Dave Elder-Vass, a Reader in Sociology at Loughborough University (UK) has taken to The Conversation to discuss the history of Bitcoin, through the lens of the five different investors, or subcultures who have bought into Bitcoin, as both a viable currency and as an investment.
The five categories discussed by Elder-Vass are;
- The Idealists
- The Libertarians
- The Savvy Young
- The Investors
- The Portfolio Balancers
Which category best fits you?
Well, in order to work that out, we need to see exactly what these categories mean. Starting off with The Idealists, the group that originally set out to create Bitcoin and Blockchain Technology through cryptography. The idealists are the early cryptographers, those who came up with the technology and those who are mostly anonymous to the day. Satoshi Nakamoto being the prime example of this.

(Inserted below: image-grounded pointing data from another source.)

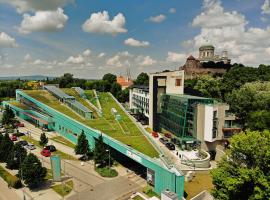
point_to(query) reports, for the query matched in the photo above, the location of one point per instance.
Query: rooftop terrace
(124, 131)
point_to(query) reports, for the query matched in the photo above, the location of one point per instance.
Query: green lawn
(63, 141)
(57, 152)
(63, 189)
(131, 135)
(201, 181)
(91, 97)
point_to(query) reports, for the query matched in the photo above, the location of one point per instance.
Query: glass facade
(178, 114)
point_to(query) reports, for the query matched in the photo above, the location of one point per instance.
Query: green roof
(124, 130)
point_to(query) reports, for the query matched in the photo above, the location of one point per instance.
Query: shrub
(11, 180)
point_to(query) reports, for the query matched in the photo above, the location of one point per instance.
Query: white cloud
(101, 55)
(43, 21)
(266, 7)
(176, 57)
(36, 5)
(100, 23)
(172, 10)
(28, 58)
(157, 19)
(267, 50)
(87, 52)
(146, 61)
(75, 60)
(215, 17)
(136, 43)
(228, 30)
(7, 41)
(120, 59)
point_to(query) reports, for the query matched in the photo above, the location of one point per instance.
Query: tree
(101, 156)
(82, 146)
(5, 148)
(43, 139)
(251, 97)
(259, 120)
(142, 79)
(32, 171)
(111, 78)
(8, 116)
(115, 89)
(208, 87)
(16, 156)
(245, 172)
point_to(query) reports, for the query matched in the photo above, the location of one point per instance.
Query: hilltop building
(192, 120)
(207, 63)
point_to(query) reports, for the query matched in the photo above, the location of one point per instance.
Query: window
(178, 82)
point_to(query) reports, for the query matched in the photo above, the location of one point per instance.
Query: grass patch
(106, 172)
(57, 152)
(138, 198)
(201, 181)
(11, 180)
(149, 191)
(63, 141)
(63, 189)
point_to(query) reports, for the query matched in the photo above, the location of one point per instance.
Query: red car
(20, 125)
(155, 134)
(45, 153)
(13, 138)
(168, 135)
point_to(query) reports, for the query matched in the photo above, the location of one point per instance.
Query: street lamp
(108, 150)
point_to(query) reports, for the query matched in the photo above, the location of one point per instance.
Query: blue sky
(48, 37)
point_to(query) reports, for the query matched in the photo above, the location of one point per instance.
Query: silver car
(30, 147)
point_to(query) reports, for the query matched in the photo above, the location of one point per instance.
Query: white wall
(208, 123)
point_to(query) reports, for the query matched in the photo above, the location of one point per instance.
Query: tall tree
(43, 139)
(110, 78)
(82, 146)
(16, 156)
(101, 156)
(8, 116)
(32, 171)
(5, 148)
(245, 172)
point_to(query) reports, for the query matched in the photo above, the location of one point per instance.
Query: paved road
(87, 184)
(7, 193)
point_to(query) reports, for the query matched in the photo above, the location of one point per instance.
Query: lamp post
(108, 150)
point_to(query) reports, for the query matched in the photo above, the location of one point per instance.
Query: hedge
(11, 180)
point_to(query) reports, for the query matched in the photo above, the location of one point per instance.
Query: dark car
(51, 148)
(163, 140)
(23, 143)
(175, 141)
(170, 146)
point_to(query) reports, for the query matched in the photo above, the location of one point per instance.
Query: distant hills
(33, 77)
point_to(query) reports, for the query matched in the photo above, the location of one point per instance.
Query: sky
(89, 38)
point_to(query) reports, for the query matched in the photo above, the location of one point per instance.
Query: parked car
(20, 125)
(175, 141)
(23, 142)
(45, 153)
(168, 135)
(30, 146)
(163, 140)
(170, 146)
(13, 138)
(51, 148)
(155, 134)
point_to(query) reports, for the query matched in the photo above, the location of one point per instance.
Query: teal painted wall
(164, 178)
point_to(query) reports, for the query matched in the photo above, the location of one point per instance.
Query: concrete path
(7, 193)
(87, 183)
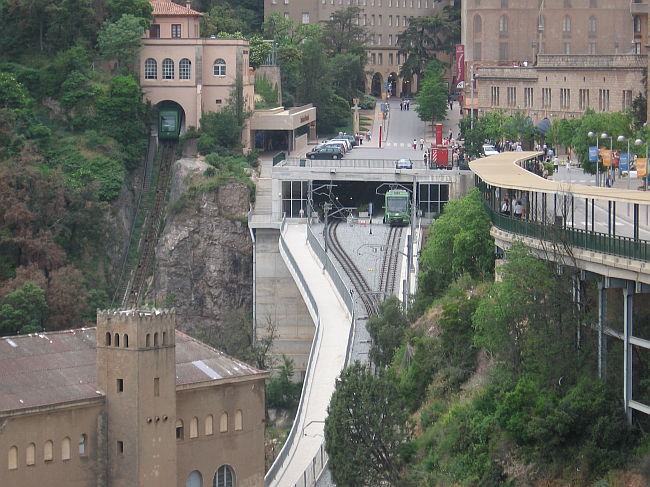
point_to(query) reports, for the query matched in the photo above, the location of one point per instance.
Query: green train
(398, 207)
(169, 125)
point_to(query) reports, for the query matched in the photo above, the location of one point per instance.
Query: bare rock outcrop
(203, 264)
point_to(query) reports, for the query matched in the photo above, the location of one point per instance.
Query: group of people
(405, 104)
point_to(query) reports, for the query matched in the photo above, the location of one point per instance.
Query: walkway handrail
(282, 456)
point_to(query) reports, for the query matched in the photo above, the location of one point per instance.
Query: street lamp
(611, 147)
(622, 138)
(592, 134)
(645, 178)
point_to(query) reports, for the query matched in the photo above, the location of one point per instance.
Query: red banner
(460, 66)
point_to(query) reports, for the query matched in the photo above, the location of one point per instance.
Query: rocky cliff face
(203, 263)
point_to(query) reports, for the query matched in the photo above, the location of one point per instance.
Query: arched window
(185, 69)
(12, 458)
(180, 432)
(65, 449)
(168, 69)
(478, 24)
(503, 24)
(592, 24)
(224, 477)
(48, 454)
(194, 479)
(29, 454)
(220, 67)
(83, 440)
(150, 69)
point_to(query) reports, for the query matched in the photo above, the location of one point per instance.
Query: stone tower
(136, 370)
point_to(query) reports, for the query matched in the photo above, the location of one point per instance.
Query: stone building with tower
(130, 402)
(554, 59)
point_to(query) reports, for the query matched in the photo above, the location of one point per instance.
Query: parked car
(331, 152)
(404, 164)
(489, 150)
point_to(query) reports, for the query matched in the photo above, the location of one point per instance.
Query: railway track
(390, 264)
(359, 283)
(146, 246)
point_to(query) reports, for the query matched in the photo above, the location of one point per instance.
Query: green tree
(458, 242)
(365, 430)
(23, 311)
(387, 331)
(432, 99)
(122, 39)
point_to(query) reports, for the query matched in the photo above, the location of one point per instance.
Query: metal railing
(594, 241)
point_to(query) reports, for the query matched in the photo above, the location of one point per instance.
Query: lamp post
(592, 134)
(645, 178)
(622, 138)
(611, 147)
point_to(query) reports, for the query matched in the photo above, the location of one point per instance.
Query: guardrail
(594, 241)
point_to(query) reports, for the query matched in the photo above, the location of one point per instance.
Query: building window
(583, 99)
(65, 449)
(528, 97)
(503, 24)
(546, 98)
(219, 67)
(565, 98)
(627, 101)
(503, 51)
(168, 69)
(194, 479)
(478, 24)
(29, 454)
(83, 447)
(12, 458)
(494, 98)
(185, 70)
(592, 26)
(224, 477)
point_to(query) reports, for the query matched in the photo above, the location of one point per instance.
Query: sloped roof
(167, 7)
(59, 367)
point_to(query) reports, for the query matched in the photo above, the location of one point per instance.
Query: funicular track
(359, 282)
(389, 266)
(132, 296)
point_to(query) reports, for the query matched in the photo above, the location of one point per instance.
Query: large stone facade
(132, 402)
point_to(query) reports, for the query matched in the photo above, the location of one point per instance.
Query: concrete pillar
(602, 338)
(628, 316)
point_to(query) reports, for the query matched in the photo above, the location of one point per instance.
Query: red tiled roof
(167, 7)
(58, 367)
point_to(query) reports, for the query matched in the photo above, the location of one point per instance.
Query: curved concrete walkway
(327, 360)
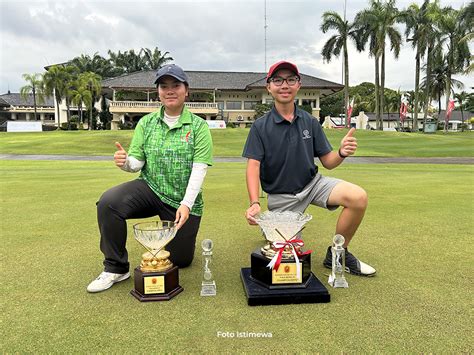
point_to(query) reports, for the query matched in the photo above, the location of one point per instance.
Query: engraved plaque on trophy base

The Libertarians, attracted by Bitcoins anonymous and anti-political nature. These are the investors who bought in because of Nakamoto’s promise of Bitcoin as an anti-establishment product, one that will be used in the future to empower citizens. If you purchased Bitcoin to rebel, then this is you.
The Savvy Young, those who bought Bitcoin around 2010, just before the whole industry started to take off and hit the mainstream. According to Elder-Vass:
“Many bought small quantities at a low price and were somewhat bemused to find themselves sitting on significant investments when the price multiplied. They became used to huge fluctuations in the price and frequently advocated “hodling” Bitcoin (a mis-spelling of “hold”, first used in a now iconic message posted by an inebriated user determined to resist constant “sell” messages from day traders).”

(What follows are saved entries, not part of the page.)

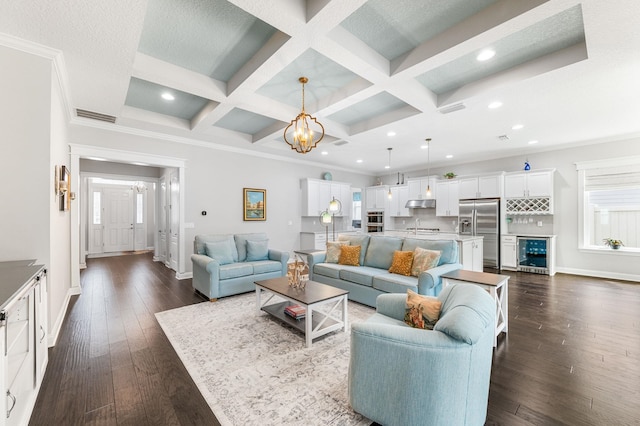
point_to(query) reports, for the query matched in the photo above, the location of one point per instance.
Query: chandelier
(299, 134)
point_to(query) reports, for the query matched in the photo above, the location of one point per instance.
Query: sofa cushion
(257, 250)
(333, 250)
(222, 251)
(394, 283)
(241, 243)
(362, 275)
(357, 240)
(235, 270)
(264, 266)
(380, 251)
(330, 270)
(422, 311)
(401, 263)
(424, 259)
(448, 248)
(349, 255)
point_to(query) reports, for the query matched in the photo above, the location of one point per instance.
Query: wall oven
(534, 255)
(375, 221)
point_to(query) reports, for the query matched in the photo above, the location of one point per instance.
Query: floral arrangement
(612, 243)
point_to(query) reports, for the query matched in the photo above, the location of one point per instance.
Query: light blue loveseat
(403, 376)
(372, 278)
(224, 265)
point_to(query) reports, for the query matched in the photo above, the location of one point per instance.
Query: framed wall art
(255, 204)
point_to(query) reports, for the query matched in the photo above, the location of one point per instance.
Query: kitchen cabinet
(528, 184)
(23, 347)
(447, 198)
(509, 252)
(418, 188)
(471, 254)
(316, 195)
(489, 186)
(529, 192)
(399, 198)
(377, 197)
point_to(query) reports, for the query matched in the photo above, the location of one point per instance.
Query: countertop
(14, 276)
(432, 235)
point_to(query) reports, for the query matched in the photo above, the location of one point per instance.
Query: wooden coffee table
(316, 323)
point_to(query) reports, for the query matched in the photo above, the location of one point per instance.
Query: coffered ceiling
(566, 71)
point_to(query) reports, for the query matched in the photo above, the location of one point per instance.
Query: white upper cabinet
(316, 195)
(399, 198)
(489, 186)
(529, 184)
(376, 197)
(447, 198)
(417, 188)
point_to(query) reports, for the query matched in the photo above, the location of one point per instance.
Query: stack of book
(295, 311)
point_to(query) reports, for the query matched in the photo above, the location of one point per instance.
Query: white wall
(34, 140)
(214, 180)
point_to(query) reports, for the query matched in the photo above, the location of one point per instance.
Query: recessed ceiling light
(486, 55)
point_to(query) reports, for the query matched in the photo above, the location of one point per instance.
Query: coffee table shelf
(317, 322)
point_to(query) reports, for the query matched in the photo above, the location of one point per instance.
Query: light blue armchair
(400, 375)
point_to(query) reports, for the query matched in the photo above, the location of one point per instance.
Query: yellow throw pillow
(422, 311)
(349, 255)
(333, 250)
(423, 260)
(401, 263)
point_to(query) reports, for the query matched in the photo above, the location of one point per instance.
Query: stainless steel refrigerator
(481, 217)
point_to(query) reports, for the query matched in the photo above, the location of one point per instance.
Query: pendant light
(388, 166)
(303, 139)
(428, 167)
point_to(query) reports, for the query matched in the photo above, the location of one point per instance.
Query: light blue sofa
(372, 278)
(404, 376)
(224, 265)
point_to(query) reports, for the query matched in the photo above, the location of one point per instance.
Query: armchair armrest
(392, 305)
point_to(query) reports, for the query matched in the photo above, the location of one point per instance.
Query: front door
(118, 219)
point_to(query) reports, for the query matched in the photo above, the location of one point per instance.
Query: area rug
(253, 369)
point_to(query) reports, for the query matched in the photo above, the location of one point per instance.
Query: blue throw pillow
(257, 250)
(220, 251)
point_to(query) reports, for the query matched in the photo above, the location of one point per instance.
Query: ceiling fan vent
(451, 108)
(95, 116)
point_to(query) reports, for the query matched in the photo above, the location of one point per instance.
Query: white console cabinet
(23, 324)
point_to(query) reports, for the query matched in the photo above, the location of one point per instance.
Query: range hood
(421, 204)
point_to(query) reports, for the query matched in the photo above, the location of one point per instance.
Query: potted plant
(614, 244)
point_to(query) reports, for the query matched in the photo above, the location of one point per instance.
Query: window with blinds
(611, 202)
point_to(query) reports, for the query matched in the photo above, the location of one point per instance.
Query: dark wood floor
(571, 357)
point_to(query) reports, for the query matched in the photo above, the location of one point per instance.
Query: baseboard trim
(184, 275)
(599, 274)
(55, 330)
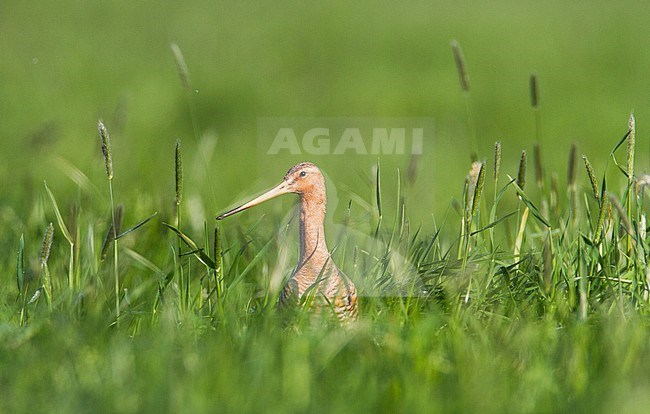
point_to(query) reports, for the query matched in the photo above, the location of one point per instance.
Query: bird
(315, 269)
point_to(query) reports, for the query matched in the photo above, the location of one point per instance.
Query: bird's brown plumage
(315, 268)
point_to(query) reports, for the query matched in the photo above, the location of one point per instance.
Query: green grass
(527, 298)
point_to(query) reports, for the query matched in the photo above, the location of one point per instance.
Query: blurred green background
(66, 64)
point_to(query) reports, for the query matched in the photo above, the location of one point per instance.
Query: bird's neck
(313, 247)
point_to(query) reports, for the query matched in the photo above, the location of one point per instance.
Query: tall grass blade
(521, 173)
(20, 265)
(194, 249)
(461, 66)
(592, 178)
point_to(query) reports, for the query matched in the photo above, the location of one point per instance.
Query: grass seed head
(46, 246)
(572, 168)
(478, 188)
(106, 149)
(497, 160)
(460, 65)
(539, 171)
(592, 178)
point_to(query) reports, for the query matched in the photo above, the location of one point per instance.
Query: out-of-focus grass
(504, 342)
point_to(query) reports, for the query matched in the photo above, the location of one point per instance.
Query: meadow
(503, 269)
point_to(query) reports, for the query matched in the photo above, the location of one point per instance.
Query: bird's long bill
(280, 189)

Does your T-Shirt say ‘HODL’? You’re probably a part of the savvy young. Note that this is not age specific either.
The Investors, the traditional Bitcoin investors and those who saw an investment opportunity in Bitcoin, both through day trading and those who wish to exploit price bubbles. The bulls and the bears and the group that surely makes up the vast majority of Bitcoin investors.
The Portfolio Balancers, according to Elder-Vass, these are the newest investors, those who are now starting to buy in as a result of threats from wider economics. According to Elder-Vass:
“According to modern portfolio theory, investors can reduce the riskiness of their portfolios overall by buying some Bitcoin because its peaks and troughs don’t line up with those of other assets, providing some insurance against stock market crashes. This is an emerging group, but one that could significantly raise Bitcoin’s acceptability among mainstream investors.”
And now you know. The majority of investors indeed are going to exist within The Investors group, even so though it’s interesting to see how Elder-Vass has split Bitcoin investors up in this way. As subcultures, each group has its own specific motivation for buying Bitcoin and indeed, not all of these motivations are entirely financial, proving just how versatile Bitcoin is, not just as an asset, but as a cultural icon and as a mode for social mobility too.